"S i nosotros nos vestimos de negro, entonces ¿de qué color tendría que ser el pop?", pregunta Bárbara Sepúlveda, integrante del grupo chileno Kudai, luego de negar que ella y sus compañeros tengan algún parecido con RBD, conjunto mexicano con el que suelen compararlo en América Latina. "El pop no es todo fresita, todo rosa, el pop no sólo habla de amor, me parece que está muy mal utilizada esa palabra, nuestra música es masiva, y pop viene de popular, pero igual nuestra propuesta en el escenario es superrockera, cada uno tiene su propia actitud, de repente Pablo agarra el bajo, nosotros cantamos, gritamos, nos tiramos al suelo", explica la chica, en entrevista con EL UNIVERSAL.

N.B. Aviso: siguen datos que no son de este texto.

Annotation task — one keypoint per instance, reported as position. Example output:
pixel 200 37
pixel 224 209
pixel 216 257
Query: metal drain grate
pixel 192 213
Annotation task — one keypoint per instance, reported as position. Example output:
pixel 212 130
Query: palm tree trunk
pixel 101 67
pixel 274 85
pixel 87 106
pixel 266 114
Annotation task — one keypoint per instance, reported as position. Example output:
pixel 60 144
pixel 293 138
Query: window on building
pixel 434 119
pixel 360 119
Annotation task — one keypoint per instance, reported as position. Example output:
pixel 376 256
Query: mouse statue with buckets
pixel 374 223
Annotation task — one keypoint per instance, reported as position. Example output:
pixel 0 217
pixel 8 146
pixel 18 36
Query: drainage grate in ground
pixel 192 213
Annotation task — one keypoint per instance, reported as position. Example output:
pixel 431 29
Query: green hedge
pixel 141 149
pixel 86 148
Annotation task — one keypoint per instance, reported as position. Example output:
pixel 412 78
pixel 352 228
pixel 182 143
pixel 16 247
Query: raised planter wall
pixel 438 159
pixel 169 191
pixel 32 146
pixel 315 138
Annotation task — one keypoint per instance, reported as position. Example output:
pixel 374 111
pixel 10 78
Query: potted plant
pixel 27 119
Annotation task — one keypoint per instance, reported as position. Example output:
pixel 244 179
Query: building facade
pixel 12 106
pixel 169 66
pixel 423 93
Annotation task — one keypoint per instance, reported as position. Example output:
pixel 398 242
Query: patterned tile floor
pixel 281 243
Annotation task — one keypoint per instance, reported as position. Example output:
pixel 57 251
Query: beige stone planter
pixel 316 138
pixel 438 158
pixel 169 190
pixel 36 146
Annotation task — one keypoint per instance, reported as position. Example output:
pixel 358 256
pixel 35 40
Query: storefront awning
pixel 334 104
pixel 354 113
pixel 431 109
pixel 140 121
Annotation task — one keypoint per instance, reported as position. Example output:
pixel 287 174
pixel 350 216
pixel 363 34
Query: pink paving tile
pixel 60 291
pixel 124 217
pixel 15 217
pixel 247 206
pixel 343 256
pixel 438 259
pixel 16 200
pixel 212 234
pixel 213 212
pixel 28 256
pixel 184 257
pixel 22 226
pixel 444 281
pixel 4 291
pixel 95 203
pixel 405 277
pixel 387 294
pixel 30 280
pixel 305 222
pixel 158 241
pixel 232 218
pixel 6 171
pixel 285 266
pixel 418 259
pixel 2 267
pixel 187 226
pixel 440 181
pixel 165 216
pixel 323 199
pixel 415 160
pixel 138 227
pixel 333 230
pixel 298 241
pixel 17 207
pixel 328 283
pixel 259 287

Y añade que: "Siempre hemos pensado que RBD y nosotros somos muy diferentes, cada grupo tiene su propia esencia, crecimiento, e idea. Al principio nos sorprendíamos porque nos comparaban con ellos, ahora ya no nos importa mucho, aunque sabemos que no somos iguales. Ellos son cantantes y actores, nosotros somos sólo cantantes, nuestro fuerte es básicamente la radio, no estamos involucrados en proyectos de televisión, esa es una gran diferencia, aunque es cierto que llegamos a un mismo tipo de público".
Por su parte, Gaby lamenta que el pop cargue con el estigma de tener representantes que hacen "música enlatada". "Yo creo que al final, el público es el que tiene la última palabra, y éste sabe si somos diferentes o no a RBD".
Esos son los argumentos de Kudai para considerar que no tienen parecido con Mayté, Anahí, Dulce, Alfonso, Christian y Christopher, pero también para justificar que vistan de un modo más rockero. Pero, ¿quiénes son estos jovencitos que de repente aparecieron en la radio mexicana y arrancaron suspiros entre los adolescentes?
Crecen en México
Hace un par de años Bárbara, Pablo Holman, Tomás Cañas y Nicole Natalino (cuyo lugar ahora pertenece a Gaby Villalba) llegaron a México con el título de la primera agrupación juvenil pop que incluía chicos y chicas en sus filas, y que había sido conformada tras la disolución de CIAO, proyecto de adolescentes que interpretaban covers de temas setenteros, hace siete años.
De esta forma, Kudai (que significa joven en mapuche) dejó atrás su vida en ese país para establecerse en la ciudad de México, y comenzar con una carrera que los ha ubicado como unas de las bandas juveniles pop más importantes de América Latina.
"Estamos supercontentos, no nos imaginamos nunca que nos iban a aceptar y nos abrirían los brazos tan rápido en México; los fans se han portado muy simpáticos, y los adoramos a ellos. Estamos muy felices, viviendo una nueva etapa, decidimos venir a México por su importancia, tuvimos que dejar atrás toda nuestra vida en Chile, pero satisfechos con el resultado", refiere Bárbara, quien parece la más parlanchina de los cuatro.
Gaby también habla sobre su experiencia de haberse integrado a Kudai hace un año, tras la salida de Nicole. "Para mí ha sido increíble, la entrada a un grupo ya consolidado deja muchas cosas, poder aportar cosas increíbles, la amistad que estoy haciendo, compartimos el mismo gusto musical, las mismas ganas de triunfar".
Los intérpretes de "Sin despertar" consideran que una de las características más importantes del grupo es que al igual que los mosqueteros son "uno para todos, y todos para uno", pues no conciben a su banda haciendo actividades por separado.
"Vivimos en una casa muy grande, pero cada quien tiene su habitación, nunca peleamos, no somos conflictivos", concluye Pablo.
Después de su actuación del 18 de mayo en el Vive Cuervo Salón, Kudai prepara su lanzamiento en Estados Unidos para lo cual cantarán en inglés y en portugués pues también trabajan en su introducción al mercado brasileño.